Se quedaron un rato en silencio mirando la oferta en papel amarillo y letras negras, mal pegado a un marco de madera indigno de los mármoles y bronces del Palacio. Jorge miró a Laura.
– Perdóname. Qué linda te ves.
Carlos Chávez iba a tocar con la Sinfónica Nacional su propia Sinfonía India y El amor de tres naranjas de Prokofiev, y el pianista Nikita Magalov interpretaría el concierto número uno de Chopin, el que ensayaba sin resultados la tía Hilda en Catemaco.
– Qué ganas de que los nuestros no hubiesen cometido un solo crimen.
– Así ha de haber sido Armonía Aznar. Una mujer que conocí. O, más bien, que desconocí. Tuve que adivinarla. Te agradezco que tú me lo entregues todo sin misterios, sin puertas cerradas. Gracias, mi hidalgo. Me haces sentir mejor, más limpia, más clara en mi cabecita.
– Perdón. Es casi un saínete. Nos reunimos y repetimos las mismas frases trilladas, como en una de esas comedias madrileñas de Muñoz Seca. Ya lo viste hoy. Cada uno sabía exactamente lo que debía decir. Quizás así exorcizamos nuestra desazón. No sé.
Se abrazó a ella en el pórtico de Bellas Artes, rodeados de la noche mexicana parda, súbita y viciosa. -Me canso de esta pelea interminable. Quisiera vivir sin más patria que el espíritu, sin más patria…
Dieron media vuelta y se regresaron abrazados del talle a Cinco de Mayo. Se fueron apagando sus palabras como se iban apagando los aparadores de dulcerías, librerías, maleterías. Se encendían, en cambio, los faroles de la avenida abriendo un sendero de luz hasta el costado de la gran catedral herreriana, donde el 18 de marzo del año pasado habían celebrado la nacionalización del pe-
tróleo, ella con Juan Francisco, Santiago y Dantón y Jorge de lejos, saludándola con el sombrero en la mano y en alto, un saludo personal pero también una celebración política, por encima de las cabezas de la muchedumbre, saludando y despidiendo al mismo tiempo, diciéndole te quiero y adiós, ya regresé y te sigo queriendo… En el Café de París, Barreda, que los había estado observando, le dijo a Gorostiza y Villaurrutia que adivinaran de qué hablaban los españoles en una tertulia. ¿De política? ¿De arte? No, de jabugos. Les recitó otro par de líneas de la Biblia puesta en verso por un chiflado español, la descripción del Festín de Baltazar,
Borgoña, Rin, Valdelamasa: El salchichón sin tasa.
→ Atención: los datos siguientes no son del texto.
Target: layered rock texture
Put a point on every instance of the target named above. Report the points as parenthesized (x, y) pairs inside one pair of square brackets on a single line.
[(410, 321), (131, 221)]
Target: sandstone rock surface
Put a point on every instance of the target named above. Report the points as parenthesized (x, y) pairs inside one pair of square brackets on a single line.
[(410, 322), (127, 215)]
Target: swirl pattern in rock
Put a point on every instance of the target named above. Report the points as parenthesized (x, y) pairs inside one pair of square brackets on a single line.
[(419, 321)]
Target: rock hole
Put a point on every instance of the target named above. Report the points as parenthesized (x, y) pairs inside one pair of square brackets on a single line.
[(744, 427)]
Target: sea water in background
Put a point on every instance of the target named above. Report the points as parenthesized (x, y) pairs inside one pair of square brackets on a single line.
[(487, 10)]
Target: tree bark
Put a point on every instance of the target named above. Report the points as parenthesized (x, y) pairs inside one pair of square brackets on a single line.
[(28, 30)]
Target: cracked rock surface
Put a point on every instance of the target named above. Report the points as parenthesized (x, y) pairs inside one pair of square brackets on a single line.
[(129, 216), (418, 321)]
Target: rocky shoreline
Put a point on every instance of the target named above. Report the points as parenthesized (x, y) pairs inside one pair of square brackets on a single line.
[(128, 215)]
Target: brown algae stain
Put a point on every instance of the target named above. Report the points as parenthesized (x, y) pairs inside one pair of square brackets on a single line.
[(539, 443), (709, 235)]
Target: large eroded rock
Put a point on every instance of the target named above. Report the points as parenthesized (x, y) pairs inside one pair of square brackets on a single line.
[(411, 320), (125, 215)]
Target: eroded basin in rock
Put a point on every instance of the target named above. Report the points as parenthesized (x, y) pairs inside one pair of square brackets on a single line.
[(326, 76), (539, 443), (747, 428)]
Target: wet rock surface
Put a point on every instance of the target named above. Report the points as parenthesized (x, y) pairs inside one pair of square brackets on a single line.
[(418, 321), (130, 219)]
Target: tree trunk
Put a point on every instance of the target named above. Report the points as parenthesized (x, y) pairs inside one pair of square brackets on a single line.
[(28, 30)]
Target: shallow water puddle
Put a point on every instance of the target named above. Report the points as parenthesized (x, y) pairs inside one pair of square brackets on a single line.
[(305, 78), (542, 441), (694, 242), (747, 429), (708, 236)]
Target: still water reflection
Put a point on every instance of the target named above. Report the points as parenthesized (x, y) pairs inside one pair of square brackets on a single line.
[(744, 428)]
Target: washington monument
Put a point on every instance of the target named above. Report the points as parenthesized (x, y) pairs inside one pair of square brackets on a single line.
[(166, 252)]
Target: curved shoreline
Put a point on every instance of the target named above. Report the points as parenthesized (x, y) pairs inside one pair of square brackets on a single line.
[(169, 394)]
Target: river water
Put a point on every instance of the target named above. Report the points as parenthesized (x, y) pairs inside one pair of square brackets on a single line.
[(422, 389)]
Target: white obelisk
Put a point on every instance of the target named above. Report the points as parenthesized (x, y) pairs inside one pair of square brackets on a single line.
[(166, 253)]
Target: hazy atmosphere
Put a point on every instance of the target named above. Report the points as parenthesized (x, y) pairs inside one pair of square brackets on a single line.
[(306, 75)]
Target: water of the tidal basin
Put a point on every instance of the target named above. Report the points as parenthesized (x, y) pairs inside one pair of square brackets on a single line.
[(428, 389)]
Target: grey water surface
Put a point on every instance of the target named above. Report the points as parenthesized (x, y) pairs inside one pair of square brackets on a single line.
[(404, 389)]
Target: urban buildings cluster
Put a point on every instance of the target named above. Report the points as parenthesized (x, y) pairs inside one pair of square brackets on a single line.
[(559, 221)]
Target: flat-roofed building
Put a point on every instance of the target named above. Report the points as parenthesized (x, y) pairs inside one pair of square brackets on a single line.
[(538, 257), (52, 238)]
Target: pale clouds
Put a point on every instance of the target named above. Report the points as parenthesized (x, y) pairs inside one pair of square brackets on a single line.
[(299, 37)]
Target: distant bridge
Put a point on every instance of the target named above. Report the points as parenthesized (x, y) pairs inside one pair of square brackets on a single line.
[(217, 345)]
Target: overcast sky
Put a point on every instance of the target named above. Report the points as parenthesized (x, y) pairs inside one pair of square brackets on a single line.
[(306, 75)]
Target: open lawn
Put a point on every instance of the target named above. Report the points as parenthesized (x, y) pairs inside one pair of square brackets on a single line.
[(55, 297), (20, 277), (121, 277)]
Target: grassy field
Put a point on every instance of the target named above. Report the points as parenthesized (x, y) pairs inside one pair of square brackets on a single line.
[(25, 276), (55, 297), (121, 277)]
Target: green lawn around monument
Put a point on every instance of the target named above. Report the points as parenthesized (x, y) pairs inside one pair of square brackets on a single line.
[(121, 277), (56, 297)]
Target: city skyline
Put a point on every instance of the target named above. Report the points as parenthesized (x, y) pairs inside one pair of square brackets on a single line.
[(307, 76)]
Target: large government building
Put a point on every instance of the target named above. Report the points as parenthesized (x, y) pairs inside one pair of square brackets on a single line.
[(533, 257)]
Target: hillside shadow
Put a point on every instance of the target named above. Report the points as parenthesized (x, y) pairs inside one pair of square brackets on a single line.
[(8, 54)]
Villaurrutia dijo que no le hacían gracia las bromas mexicanas acerca de los españoles y Gorostiza se preguntó, más bien, el porqué de ese ánimo mexicano contra un país que nos dio su cultura, su lengua y hasta el mestizaje…
– Pregúntale a Cuauhtémoc cómo le fue con los gachupines a la hora de la merienda -rió Barreda-. ¡Tostada de patas!
– No -sonrió Gorostiza-, lo que sucede es que no nos gusta darle la razón a los victoriosos. Los mexicanos hemos sido derrotados demasiadas veces. Nos gusta querer a los derrotados. Son nuestros. Somos nosotros.
– ¿Hay victoriosos en la historia? -preguntó Villaurrutia, derrotado él mismo por el sueño o la languidez o la muerte, vaya usted a saber, pensó la guapa, inteligente y callada Carmen Barreda.